The B. cereus s. l. pan-genome currently consists of ≈60,000 genes, ≈600 of which are "core" (common to at least 99% of taxa sampled). Pan-GWAS analysis revealed genes associated with phenotypes such as isolation source, oxygen requirement, and ability to cause diseases such as anthrax or food poisoning. Extensive phylogenetic analyses using an unprecedented amount of data produced phylogenies that were largely concordant with each other and with previous studies. Phylogenetic support as measured by bootstrap probabilities increased markedly when all suitable pan-genome data was included in phylogenetic analyses, as opposed to when only core genes were used. Bayesian population genetic analysis recommended subdividing the three major clades of B. cereus s. l. into nine clusters. Taxa sharing common traits and species designations exhibited varying degrees of phylogenetic clustering.
All phylogenetic analyses recapitulated two previously used classification systems, and taxa were consistently assigned to the same major clade and group. By including accessory genes from the pan-genome in the phylogenetic analyses, I produced an exceptionally well-supported phylogeny of 114 complete B. cereus s. l. genomes. The best-performing methods were used to produce a phylogeny of all 498 publicly available B. cereus s. l. genomes, which was in turn used to compare three different classification systems and to test the monophyly status of various B. cereus s. l. species. The majority of the methodology used in this study is generic and could be leveraged to produce pan-genome estimates and similarly robust phylogenetic hypotheses for other bacterial groups.
蜡样芽孢杆菌复合群(Bacillus cereus sensu lato,s. l.)是一类具有医学和农业重要性、生态多样性丰富的细菌群体。在本研究中,我利用公开可得的基因组和新颖的生物信息学工作流程来描述蜡样芽孢杆菌复合群的泛基因组,并就所包含的基因数量和分类单元进行了该群体迄今为止规模最大的系统发育和群体遗传学分析。基于这些基础数据,我鉴定出与特定表型特征相关的基因(即“泛全基因组关联研究”分析),并量化具有共同属性的分类单元在系统发育上的聚类程度。
采用一种基于快速k-mer的方法(Mash)来创建所选芽孢杆菌基因组的简化表示,并对该数据进行基于距离的快速系统发育分析(FastME),以确定哪些物种应纳入蜡样芽孢杆菌复合群。使用Prokka对8个蜡样芽孢杆菌复合群物种的完整基因组进行从头注释,Roary利用这些注释生成蜡样芽孢杆菌复合群的泛基因组。Scoary用于将基因的有无模式与各种表型相关联。对Roary产生的直系同源蛋白质序列簇进行筛选,并用于构建基因模型的HaMStR数据库,进而用于构建系统发育数据矩阵。系统发育分析使用了RAxML、DendroPy、ClonalFrameML、PAUP*和SplitsTree。基于贝叶斯模型的群体遗传学分析使用hierBAPS将分类单元分配到不同簇中。系谱分选指数用于量化具有共同属性的分类单元的系统发育聚类情况。

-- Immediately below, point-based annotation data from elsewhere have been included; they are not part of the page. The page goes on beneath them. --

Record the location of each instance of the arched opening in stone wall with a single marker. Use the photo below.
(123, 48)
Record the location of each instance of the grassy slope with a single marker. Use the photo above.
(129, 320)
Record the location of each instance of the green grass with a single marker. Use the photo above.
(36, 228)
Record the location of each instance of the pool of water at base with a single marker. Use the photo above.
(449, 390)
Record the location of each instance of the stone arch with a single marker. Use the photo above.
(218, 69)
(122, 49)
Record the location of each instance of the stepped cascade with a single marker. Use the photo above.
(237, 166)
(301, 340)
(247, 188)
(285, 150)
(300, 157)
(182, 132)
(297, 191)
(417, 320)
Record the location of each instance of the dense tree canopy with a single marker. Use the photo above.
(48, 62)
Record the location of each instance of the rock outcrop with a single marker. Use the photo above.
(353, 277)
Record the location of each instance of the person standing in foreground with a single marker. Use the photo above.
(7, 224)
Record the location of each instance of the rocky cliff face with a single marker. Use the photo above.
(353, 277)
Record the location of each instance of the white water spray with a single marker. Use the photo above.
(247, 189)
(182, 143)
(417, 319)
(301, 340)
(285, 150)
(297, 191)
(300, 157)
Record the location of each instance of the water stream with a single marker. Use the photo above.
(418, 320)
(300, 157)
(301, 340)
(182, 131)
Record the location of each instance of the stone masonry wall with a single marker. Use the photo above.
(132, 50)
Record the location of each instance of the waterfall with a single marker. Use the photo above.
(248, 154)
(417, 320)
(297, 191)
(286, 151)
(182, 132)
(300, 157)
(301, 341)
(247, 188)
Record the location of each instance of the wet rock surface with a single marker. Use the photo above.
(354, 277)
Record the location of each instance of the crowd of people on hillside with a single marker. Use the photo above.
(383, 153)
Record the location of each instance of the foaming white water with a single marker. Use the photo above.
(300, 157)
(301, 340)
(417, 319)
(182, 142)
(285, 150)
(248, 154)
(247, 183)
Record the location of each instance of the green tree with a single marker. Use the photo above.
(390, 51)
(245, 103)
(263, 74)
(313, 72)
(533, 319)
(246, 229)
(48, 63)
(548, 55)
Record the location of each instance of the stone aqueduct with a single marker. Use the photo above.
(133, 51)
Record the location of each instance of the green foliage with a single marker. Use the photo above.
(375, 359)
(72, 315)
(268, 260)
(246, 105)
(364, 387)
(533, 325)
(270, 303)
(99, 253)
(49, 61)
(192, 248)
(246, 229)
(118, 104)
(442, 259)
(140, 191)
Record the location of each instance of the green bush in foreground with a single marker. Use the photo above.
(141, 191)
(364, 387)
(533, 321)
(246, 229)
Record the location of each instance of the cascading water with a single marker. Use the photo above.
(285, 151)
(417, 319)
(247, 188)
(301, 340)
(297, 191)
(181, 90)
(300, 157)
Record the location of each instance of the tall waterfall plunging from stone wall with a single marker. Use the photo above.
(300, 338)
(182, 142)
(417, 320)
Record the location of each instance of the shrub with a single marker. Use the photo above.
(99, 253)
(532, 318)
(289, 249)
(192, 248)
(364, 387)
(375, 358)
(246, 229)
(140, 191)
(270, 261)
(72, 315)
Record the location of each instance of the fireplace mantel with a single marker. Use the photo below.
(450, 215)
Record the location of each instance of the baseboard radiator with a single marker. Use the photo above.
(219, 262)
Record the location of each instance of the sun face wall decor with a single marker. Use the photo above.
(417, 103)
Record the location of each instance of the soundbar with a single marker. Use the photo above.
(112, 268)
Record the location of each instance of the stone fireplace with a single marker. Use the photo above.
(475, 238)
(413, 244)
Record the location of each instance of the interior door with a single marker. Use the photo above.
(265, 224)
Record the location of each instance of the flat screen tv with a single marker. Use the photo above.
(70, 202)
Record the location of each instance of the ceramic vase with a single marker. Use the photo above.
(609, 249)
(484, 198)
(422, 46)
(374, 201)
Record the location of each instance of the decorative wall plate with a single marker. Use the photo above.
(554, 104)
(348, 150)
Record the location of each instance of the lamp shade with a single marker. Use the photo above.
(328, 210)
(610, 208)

蜡样芽孢杆菌复合群的泛基因组目前约由60,000个基因组成,其中约600个为“核心”基因(至少99%的抽样分类单元共有)。泛全基因组关联研究分析揭示了与诸如分离源、需氧性以及导致炭疽或食物中毒等疾病能力等表型相关的基因。使用前所未有的大量数据进行的广泛系统发育分析所产生的系统发育树在很大程度上彼此一致,且与先前研究一致。与仅使用核心基因时相比,当在系统发育分析中纳入所有合适的泛基因组数据时,自展概率所衡量的系统发育支持度显著提高。贝叶斯群体遗传学分析建议将蜡样芽孢杆菌复合群的三个主要分支细分为九个簇。具有共同特征和物种名称的分类单元表现出不同程度的系统发育聚类。
所有系统发育分析都重现了两个先前使用的分类系统,并且分类单元始终被分配到相同的主要分支和组中。通过在系统发育分析中纳入泛基因组中的辅助基因,我构建了一个由114个完整的蜡样芽孢杆菌复合群基因组组成的、支持度极高的系统发育树。使用性能最佳的方法构建了所有498个公开可得的蜡样芽孢杆菌复合群基因组的系统发育树,进而用于比较三种不同的分类系统并检验各种蜡样芽孢杆菌复合群物种的单系性状态。本研究中使用的大多数方法具有通用性,可用于为其他细菌群体生成泛基因组估计值和类似可靠的系统发育假设。